On the error in the assessment of the evidence based on the incorrect interpretation of the agreement limiting liability stipulation 20.3.f) contract

This clause provided that "In case of violation of previously set, the courts will decide in the absence of agreement between the parties, and once the intervention of experts rejected, the damage occasioned to pop the Franchisor, setting quantities serve to compensate the actions of the Franchisee ".

The Juzgadora Instance stated in its judgment that "is emerging evidence that the damage would be determined in the event no agreement between the parties and once rejected the intervention of experts, which it has not happened…not only because it has an expert from, but court at the request of both ".

the appealing opposed to understand that the arrangement and the intervention of experts were two alternative mechanisms court phase. No clause referring to the intervention of experts in judicial phase. He said the pact could not be interpreted disclaimer. The intervention of experts in judicial defused the same, because otherwise never would deploy its effects this clause. The only plaintiff was entitled to claim compensation in respect of damage emerging. Concepts should be excluded from compensation for loss of earnings.

It opposed the applicant. How much, the conduct of the defendant broke the contractual agreements entered into voluntarily. Pechar had consequences for the indemnification provided therein.

The Court ruled that the first instance judgment was correct on this point. Emerging damage be determined in the event that there is no agreement between the parties and once rejected the intervention of experts, which did not happen.

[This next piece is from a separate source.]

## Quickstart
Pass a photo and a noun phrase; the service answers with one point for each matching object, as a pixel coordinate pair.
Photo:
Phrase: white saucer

The judging Instance dismissed the item for loss of earnings and estimated only partially and loss of customers in the amount of 10.040,65 euros.

Regarding the concepts of lost profits and damage emerging, the Court cited the STS 12 November 2009, The rapporteur Xavier O'Callaghan, by which "Lost profits is integrated into the compensation to be paid to the creditor of an obligation it has been culpably breached by the debtor, according contemplates the art. 1106 of the CC and reiterated jurisprudence ". Thus STS 5 November 1998 He added "Loss of profits has economic significance, You try to obtain compensation for loss of earnings failed to receive, different concept of property damage ... ".

Lost profits, as damage emerging, It should be tested. So good, in this one fit include benefits, concrete and proven that the injured had received (STS 30 June 1993).

For Hearing,  the conclusion reached by the judging instance was correct. She had not accused the concepts related to lost profits. Loss of customers was not considered by the expert as lost profits, but as no economic damage.

Therefore,the Court dismissed the appeal. He confirmed the decision appealed.


There will be failure-competition if he has pursued the activity in the period and space that was banned in the contract. All, regardless of whether the services provided are not identical to the previous or originating from the know how the franchisor.